Rowena Bright

Personal information
- Nationality: Australia
- Born: 7 May 1980 (age 45) Sydney, Australia

Sport
- Sport: Alpine skiing
- Event(s): Slalom, Alpine combined

= Rowena Bright =

Australian alpine skier

Rowena Bright (born 7 May 1980) is an Australian alpine skier. She competed in two events at the 2002 Winter Olympics.

==Biography==
Bright comes from Cooma, New South Wales, is a Mormon and a member of the Church of Jesus Christ of Latter-day Saints. Her family had joined the Church some years earlier.
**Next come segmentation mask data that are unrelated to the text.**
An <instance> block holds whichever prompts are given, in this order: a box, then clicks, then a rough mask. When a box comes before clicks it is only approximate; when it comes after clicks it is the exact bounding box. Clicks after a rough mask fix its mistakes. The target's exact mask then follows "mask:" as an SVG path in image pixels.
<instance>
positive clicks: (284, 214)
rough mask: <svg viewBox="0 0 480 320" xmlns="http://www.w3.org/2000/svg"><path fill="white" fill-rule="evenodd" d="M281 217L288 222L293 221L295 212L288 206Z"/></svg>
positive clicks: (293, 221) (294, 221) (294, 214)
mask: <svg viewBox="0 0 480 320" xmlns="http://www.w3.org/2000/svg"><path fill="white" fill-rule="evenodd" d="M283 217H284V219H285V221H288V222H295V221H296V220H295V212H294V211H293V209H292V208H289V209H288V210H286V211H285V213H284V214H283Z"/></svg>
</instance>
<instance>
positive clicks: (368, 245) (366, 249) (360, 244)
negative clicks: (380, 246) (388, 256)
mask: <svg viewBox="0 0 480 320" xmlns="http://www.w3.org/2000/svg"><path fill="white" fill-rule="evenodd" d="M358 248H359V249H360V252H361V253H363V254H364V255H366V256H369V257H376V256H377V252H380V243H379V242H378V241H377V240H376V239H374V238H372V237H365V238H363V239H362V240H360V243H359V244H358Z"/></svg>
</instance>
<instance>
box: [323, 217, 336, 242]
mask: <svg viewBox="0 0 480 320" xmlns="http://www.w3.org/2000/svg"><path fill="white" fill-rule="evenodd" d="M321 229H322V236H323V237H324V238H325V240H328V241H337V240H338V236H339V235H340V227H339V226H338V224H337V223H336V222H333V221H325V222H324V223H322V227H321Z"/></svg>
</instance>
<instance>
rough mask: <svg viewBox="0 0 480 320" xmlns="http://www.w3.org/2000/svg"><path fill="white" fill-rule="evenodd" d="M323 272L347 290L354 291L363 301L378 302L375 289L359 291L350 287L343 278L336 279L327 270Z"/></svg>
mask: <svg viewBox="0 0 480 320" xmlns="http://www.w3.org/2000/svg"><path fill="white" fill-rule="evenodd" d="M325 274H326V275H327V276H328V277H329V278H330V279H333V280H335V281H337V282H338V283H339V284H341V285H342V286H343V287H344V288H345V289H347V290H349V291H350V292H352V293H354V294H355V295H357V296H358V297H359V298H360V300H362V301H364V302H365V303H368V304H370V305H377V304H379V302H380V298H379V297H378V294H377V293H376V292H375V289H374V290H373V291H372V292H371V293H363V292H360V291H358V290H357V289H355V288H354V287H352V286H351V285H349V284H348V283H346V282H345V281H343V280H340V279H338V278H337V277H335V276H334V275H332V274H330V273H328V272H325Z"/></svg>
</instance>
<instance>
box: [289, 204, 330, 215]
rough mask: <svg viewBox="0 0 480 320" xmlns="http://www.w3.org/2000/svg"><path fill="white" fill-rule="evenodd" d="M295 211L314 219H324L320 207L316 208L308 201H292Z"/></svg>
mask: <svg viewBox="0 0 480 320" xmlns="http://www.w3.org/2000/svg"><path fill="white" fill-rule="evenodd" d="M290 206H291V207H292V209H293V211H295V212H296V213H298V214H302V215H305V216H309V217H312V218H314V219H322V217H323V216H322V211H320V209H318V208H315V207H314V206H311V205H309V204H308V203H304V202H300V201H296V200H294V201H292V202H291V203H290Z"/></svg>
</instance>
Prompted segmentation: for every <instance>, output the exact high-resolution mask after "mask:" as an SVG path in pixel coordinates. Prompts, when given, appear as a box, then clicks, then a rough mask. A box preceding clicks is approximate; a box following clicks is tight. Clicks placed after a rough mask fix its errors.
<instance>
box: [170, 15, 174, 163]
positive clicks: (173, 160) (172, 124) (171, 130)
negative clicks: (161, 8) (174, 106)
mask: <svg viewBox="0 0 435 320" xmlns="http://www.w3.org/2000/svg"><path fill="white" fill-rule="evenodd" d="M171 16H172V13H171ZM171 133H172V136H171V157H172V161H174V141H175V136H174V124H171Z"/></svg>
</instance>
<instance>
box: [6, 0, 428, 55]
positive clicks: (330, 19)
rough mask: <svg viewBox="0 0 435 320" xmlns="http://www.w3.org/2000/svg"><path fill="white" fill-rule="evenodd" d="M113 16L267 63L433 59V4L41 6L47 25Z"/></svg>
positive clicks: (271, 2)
She watched the 1984 Summer Olympics with her mother, inspiring her to become an Olympian. Bright started skiing at school when she was eleven years old. After joining a training provider in Australia, Bright earned sponsorship, allowing her to take part in competitions outside of Australia. Despite breaking her ankle in training, she achieved a high enough standard in a qualifying event for the Olympics. Prior to the 2002 Winter Olympics, Bright became a member of the ski team at the University of Utah.

As of 2002, Bright was one of five members of The Church of Jesus Christ of Latter-Day Saints to compete at the Olympics, and the first from Australia. Her sister, Torah, has also represented Australia at the Winter Olympics.